Stand Alone EMS

Stand Alone EMS

Mar 16, 2015

With the season finale of Nightwatch coming up this week, I got thinking about the value of EMS based EMS.  This thinking was also fueled by yet another series of perceived response failures in fire-based EMS services on different sides of the country, specifically in San Francisco and Washington, DC.  While I stand by the argument that response times do not matter as much as we allow us to this that we do, I still fail to understand how the general public does not recognize the value of an EMS only service, especially after a certain population and call volume size.

As always, I feel the need to point out that there are exceptions to every rule.  There are private services that get it.  There are EMS services that are fire-based that do it right.  But, as I said above, at a certain size there are others in both of these sectors that fail miserably and fall short of their expectations.  The difference between the two though is when a private service fails to meet expectations, they are usually replaced.  Quickly.  When it is a fire service they are given chance after chance after chance.  The vast majority of third service stand alone EMS systems are successful in their missions, and they are successful because they are dedicated to EMS.

What could be better than a team of medics dedicated to providing medicine?  How can an argument be made that in a vacuum when you take away any funding issues that might arise from having a standalone department that a stand alone EMS service dedicating themselves 100% to the medical well being of the community that they serve is not the best possible delivery model?

Last month, there was an EMS1 article written about priorities in EMS training.  While fire training is usually a lot more extensive than most EMS CEU classes (I am basing this on what I am told by my fire centric colleagues) from the numbers that I have seen reported from a number of different departments the volume of training is not anywhere near to equal or equitable.  In my EMS based EMS service, for example, we schedule around sixty hours of training per year and that probably is not even enough.  Most reports from fire based services reveal a number closer to the minimum.

There are so many lesson that EMS can learn from the fire service.  They have made themselves so relevant in the community outside of spooling up the Federal-Q and responding to another fire.  They do prevention.  They do a ton of community outreach.  Kids love them.  Their parents love them.  They love them because they are there when they are not needed.  While EMS matters to most in an unconscious sense of the concept, it usually does not really matter until somebody picks up the phone and has a need to call 911.

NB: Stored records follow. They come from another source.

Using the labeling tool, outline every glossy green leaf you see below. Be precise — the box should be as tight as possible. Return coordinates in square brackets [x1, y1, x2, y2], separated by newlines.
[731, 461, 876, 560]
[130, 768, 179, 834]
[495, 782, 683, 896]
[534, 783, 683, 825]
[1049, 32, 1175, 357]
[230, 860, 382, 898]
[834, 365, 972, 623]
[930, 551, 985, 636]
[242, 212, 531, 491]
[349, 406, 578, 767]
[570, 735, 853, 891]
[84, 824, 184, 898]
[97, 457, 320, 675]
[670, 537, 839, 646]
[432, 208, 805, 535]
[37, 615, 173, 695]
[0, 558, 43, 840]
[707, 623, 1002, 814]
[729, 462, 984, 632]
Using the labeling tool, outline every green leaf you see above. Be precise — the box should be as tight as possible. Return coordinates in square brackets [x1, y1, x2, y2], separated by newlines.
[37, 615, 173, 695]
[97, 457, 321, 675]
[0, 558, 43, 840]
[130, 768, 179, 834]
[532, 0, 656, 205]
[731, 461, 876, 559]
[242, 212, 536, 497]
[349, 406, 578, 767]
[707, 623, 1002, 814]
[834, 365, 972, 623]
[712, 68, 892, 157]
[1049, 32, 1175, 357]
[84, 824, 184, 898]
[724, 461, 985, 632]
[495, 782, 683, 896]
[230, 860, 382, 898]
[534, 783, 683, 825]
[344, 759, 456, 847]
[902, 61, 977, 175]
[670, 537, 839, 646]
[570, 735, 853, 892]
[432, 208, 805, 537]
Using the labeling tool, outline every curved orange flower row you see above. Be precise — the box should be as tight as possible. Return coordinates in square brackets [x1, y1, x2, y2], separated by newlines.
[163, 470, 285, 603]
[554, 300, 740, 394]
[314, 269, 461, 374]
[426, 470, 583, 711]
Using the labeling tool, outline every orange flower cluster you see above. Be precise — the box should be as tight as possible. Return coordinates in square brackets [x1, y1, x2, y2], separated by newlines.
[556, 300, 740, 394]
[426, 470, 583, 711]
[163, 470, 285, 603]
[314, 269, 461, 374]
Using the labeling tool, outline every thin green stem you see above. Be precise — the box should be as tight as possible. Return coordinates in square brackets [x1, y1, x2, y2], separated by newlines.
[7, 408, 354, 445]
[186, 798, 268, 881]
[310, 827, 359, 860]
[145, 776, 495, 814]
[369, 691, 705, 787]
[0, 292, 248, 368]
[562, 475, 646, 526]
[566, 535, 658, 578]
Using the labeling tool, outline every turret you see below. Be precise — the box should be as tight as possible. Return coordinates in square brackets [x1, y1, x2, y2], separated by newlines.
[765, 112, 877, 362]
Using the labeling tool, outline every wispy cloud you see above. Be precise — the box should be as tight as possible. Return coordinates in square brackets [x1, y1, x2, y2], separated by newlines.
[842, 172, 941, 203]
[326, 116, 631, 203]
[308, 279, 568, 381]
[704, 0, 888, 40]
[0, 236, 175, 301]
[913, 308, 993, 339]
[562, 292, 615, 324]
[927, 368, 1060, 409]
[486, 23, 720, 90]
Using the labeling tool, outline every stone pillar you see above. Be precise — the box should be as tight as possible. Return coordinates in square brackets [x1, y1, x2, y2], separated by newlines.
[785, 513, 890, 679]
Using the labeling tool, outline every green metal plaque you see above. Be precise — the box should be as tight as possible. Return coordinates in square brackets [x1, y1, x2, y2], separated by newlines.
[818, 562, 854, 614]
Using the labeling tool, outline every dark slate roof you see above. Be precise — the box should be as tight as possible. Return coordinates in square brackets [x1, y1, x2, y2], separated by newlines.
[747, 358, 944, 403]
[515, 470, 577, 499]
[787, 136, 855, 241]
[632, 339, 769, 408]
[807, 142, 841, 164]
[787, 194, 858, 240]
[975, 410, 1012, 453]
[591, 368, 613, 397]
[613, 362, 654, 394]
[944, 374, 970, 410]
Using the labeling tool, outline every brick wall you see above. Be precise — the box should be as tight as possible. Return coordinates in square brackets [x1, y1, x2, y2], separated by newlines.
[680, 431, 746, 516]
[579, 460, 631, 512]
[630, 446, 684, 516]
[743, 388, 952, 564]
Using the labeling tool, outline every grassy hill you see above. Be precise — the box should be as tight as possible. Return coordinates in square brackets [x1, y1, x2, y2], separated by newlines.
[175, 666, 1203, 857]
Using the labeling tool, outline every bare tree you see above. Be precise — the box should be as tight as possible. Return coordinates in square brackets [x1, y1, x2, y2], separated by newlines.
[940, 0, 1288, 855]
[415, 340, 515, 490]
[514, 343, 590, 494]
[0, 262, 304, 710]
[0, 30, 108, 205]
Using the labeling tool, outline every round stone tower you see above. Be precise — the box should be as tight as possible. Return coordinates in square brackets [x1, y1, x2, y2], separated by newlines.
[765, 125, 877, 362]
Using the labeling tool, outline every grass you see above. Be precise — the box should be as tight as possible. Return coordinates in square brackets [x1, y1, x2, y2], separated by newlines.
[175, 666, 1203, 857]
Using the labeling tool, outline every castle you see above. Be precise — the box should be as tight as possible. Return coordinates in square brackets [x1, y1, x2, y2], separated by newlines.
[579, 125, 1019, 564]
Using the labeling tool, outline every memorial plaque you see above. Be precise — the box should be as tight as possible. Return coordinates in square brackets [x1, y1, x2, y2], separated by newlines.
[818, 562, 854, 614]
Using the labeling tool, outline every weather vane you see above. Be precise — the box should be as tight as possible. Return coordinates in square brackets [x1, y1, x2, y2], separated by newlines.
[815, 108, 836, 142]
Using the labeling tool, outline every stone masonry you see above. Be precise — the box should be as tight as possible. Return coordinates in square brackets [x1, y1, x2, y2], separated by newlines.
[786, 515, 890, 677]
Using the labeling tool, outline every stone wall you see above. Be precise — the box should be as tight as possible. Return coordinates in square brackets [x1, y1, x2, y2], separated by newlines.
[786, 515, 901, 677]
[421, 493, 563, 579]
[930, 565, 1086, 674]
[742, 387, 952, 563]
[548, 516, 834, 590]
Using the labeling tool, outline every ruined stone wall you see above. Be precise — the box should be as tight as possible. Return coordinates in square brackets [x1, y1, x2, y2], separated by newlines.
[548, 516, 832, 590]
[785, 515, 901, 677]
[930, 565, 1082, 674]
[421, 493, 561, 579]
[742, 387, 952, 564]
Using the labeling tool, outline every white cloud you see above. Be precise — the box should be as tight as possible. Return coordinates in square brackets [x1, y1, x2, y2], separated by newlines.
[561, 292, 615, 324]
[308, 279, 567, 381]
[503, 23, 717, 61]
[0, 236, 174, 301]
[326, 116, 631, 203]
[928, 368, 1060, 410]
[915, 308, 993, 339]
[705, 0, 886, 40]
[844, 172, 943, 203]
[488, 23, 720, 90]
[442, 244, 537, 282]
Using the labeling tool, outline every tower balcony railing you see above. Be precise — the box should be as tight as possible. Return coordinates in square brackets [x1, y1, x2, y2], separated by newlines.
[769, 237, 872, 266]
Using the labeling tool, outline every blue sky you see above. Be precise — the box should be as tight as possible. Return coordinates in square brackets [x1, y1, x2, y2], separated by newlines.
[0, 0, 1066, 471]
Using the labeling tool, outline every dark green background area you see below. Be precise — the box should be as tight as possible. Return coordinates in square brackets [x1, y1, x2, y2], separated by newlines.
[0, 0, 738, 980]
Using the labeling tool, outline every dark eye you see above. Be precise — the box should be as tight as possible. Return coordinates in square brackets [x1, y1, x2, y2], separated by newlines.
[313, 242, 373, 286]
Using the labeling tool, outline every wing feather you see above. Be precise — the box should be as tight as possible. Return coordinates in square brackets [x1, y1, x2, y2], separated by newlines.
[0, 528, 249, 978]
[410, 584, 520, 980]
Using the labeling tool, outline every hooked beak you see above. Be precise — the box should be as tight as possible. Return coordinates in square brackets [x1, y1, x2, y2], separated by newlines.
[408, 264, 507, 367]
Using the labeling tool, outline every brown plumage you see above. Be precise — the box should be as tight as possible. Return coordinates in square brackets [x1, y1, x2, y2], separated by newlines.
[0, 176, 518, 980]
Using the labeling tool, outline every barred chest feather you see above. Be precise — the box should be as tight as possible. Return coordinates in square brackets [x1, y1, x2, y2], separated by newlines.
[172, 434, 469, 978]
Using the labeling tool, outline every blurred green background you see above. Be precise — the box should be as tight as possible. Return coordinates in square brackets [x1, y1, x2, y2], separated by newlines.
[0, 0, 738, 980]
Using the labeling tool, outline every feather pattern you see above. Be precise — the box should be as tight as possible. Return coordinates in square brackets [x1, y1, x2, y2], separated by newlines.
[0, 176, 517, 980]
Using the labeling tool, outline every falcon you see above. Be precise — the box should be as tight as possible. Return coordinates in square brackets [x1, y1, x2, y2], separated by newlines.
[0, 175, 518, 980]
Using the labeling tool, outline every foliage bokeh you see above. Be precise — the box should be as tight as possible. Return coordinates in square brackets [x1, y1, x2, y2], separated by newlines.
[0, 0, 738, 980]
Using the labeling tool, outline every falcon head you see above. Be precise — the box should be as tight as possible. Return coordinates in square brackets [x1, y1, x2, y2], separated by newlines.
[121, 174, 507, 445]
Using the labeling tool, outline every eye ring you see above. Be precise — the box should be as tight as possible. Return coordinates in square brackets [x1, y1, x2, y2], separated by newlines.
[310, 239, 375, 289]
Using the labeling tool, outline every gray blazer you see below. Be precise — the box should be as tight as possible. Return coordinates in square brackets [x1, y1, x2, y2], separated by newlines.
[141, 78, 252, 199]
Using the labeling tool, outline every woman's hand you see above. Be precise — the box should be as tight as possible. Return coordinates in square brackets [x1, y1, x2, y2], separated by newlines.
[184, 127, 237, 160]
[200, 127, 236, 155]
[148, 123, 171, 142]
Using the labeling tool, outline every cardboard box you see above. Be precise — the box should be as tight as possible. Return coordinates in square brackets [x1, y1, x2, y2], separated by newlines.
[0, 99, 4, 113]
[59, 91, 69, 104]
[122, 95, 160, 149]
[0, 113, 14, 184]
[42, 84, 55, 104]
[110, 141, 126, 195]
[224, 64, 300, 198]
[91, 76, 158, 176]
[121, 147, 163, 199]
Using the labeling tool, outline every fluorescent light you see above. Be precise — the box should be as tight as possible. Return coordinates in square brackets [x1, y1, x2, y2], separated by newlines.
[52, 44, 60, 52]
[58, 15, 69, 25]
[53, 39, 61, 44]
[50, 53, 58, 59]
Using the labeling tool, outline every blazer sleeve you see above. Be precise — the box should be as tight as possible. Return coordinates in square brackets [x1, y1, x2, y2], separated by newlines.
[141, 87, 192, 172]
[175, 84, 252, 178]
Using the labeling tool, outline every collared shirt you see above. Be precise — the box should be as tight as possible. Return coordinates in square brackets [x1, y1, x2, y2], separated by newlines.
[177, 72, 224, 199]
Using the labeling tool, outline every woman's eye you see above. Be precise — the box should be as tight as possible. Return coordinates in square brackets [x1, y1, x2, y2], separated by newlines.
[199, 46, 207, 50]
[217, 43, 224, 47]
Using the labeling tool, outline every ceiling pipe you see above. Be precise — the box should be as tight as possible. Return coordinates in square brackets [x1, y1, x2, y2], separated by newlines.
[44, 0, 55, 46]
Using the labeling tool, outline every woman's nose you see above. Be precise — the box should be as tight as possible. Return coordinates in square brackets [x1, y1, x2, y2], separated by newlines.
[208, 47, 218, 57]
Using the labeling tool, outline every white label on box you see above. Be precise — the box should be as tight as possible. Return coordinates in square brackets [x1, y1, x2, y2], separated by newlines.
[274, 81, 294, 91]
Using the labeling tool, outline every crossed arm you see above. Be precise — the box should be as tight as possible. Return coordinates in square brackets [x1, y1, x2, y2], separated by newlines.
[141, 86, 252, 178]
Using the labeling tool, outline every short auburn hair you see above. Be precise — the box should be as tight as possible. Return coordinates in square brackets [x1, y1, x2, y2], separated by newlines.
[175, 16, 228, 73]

When I worked my part time job at an amusement park, we had trouble explaining the value of our department to the company’s stakeholders.  They spoke numbers.  They spoke revenue.  Here we were, sitting in a meeting next to people talking about ticket sales, and others talking about games revenue and retail sales trying to make people realize that the reason that we held value to the company was because we saved them money.  We served in a preventative role, and while after explaining it over and over again they finally got it, I feel like the point would have hit home quicker and harder if they did not have us and saw the result.

The parallel might not be perfect but it is there.  EMS departments usually start their PR campaigns when it is too late.  We are so reactive in nature that we wait for the emergency call to come in and then we head to it.  We wait for a problem to surface, and then we deal with it.  We need to change our approach and start helping people understand the importance of having a skilled provider show up at their front door, because more times than not, that far outweighs the speed at which that provider arrives.  If your department does not have a Public Information Officer who has actively taken on this mission, then your department is doing it wrong.

That brings me back to Nightwatch and New Orleans EMS.  It was not very long ago that the New Orleans Fire Department was starting to lay the ground work for developing a fire-based EMS service.  Granted, I am looking at the whole system from a distance but at this point, thanks to the success of A&E’s show, NOEMS has developed a great public relations tool and shown the world how indispensable they are.  Let’s face it, since the early episodes this show has turned in to a show about the EMTs and paramedics of New Orleans accented by the experiences of the police department and occasionally the fire department.

There are a lot of lessons that we all can learn from Nightwatch the biggest and most important of which should be that EMS should not be an afterthought.  Find a way to make yourselves relevant and indispensable to the community.  Show them what your service is capable of and make them love you.  Then when the time comes that there is a complaint or a problem with the service being provided, they will look to your department for a solution rather than to somebody else to find another solution.